The rain had been uncertain for a while; it began again. Long, cool showers soaked everything in their reach; while they lasted, the only thing to do was take shelter and wait. One morning, in the damp porch of their block, Mohan stared glumly at the weather. The ground floor stairwell had been hollowed out by an earlier genius; it filled with water whenever there was heavy rain. At the far end of the lane, just after the watchman’s hut, a patch of sunlight gleamed on newly washed leaves. But Mohan remained stuck where he was – it made no sense to rush through the remaining fifty yards of shower, he’d be drenched.

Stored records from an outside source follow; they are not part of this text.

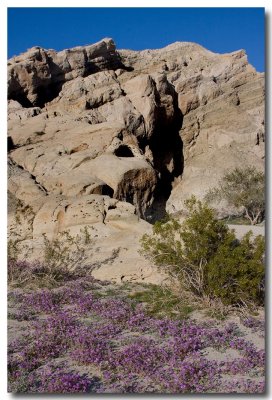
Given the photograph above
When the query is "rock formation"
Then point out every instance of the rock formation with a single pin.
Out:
(105, 139)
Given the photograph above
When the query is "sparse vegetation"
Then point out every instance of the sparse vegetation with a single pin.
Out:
(243, 189)
(205, 256)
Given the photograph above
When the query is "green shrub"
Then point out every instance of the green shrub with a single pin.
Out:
(243, 189)
(207, 258)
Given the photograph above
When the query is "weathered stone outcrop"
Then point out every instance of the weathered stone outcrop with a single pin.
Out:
(101, 138)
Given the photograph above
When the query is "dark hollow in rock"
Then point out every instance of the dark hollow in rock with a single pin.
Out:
(123, 151)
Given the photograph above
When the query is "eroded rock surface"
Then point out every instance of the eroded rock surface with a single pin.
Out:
(105, 138)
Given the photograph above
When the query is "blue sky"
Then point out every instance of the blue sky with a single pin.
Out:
(218, 29)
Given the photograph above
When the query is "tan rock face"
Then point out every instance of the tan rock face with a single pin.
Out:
(99, 137)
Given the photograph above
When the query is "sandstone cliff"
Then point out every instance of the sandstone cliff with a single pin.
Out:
(105, 138)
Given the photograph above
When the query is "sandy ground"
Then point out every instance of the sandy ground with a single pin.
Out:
(241, 230)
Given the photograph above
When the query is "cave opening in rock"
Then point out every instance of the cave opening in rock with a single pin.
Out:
(123, 151)
(167, 151)
(107, 191)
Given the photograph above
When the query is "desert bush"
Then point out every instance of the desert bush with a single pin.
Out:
(62, 259)
(243, 189)
(207, 258)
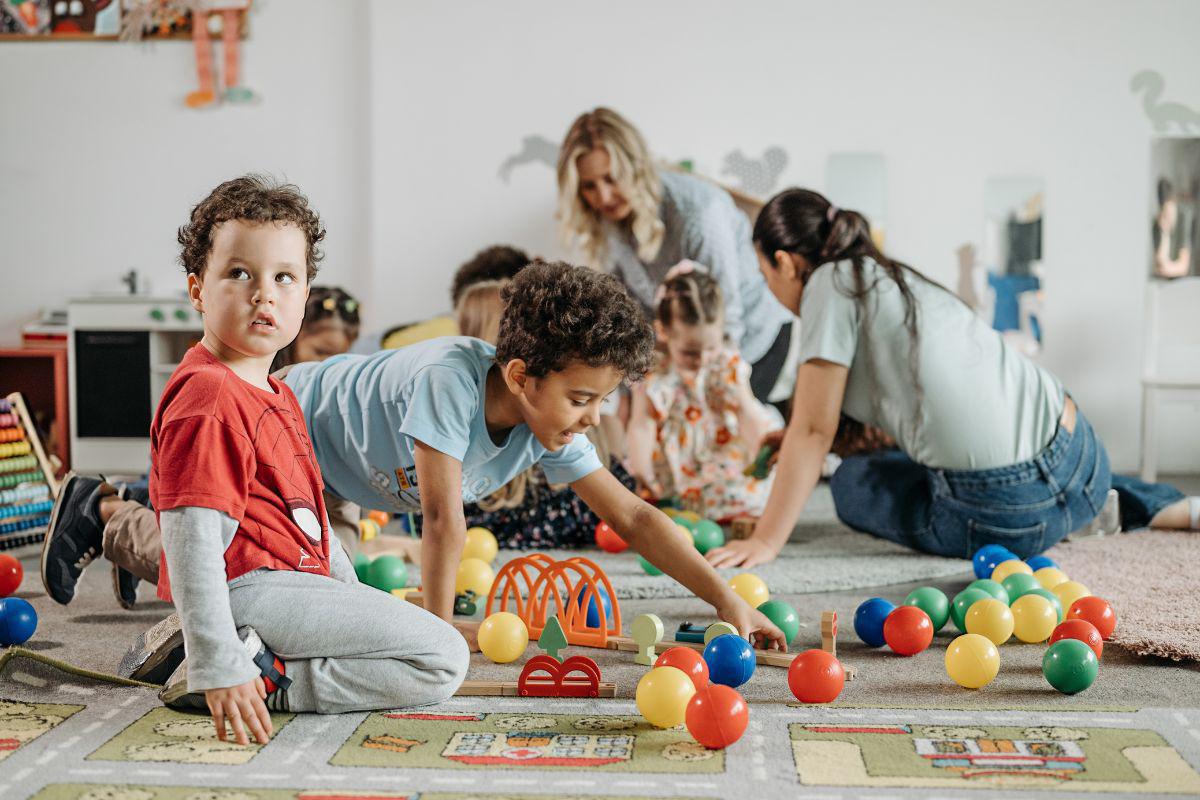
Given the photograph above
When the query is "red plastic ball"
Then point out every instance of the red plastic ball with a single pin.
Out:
(607, 539)
(1097, 612)
(717, 716)
(690, 662)
(1081, 630)
(907, 630)
(816, 677)
(11, 573)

Ashish went off joylessly every day to college; he returned by early evening. When Mohan asked him if he didn’t want to meet his friends any more he just shrugged and carried on drying his head with a towel. His satchel, dripping, was kicked into a corner of his room. ‘I have tea with Mayank from school, sometimes, but otherwise what’s the point of hanging around in town after classes end? May as well come home,’ he said, sounding put-upon in the manner of a much older man.
Mohan tried, in his own way, to cheer Ashish and Lakshmi up. On Sunday morning after breakfast he said robustly, ‘What should we do today?’
No one even glanced up. Lakshmi was reading a section of the paper, her morning cup of instant coffee beside her, and Ashish was wandering towards the television. The flat was damp and gloomy, the electric lights were on; outside it was raining steadily.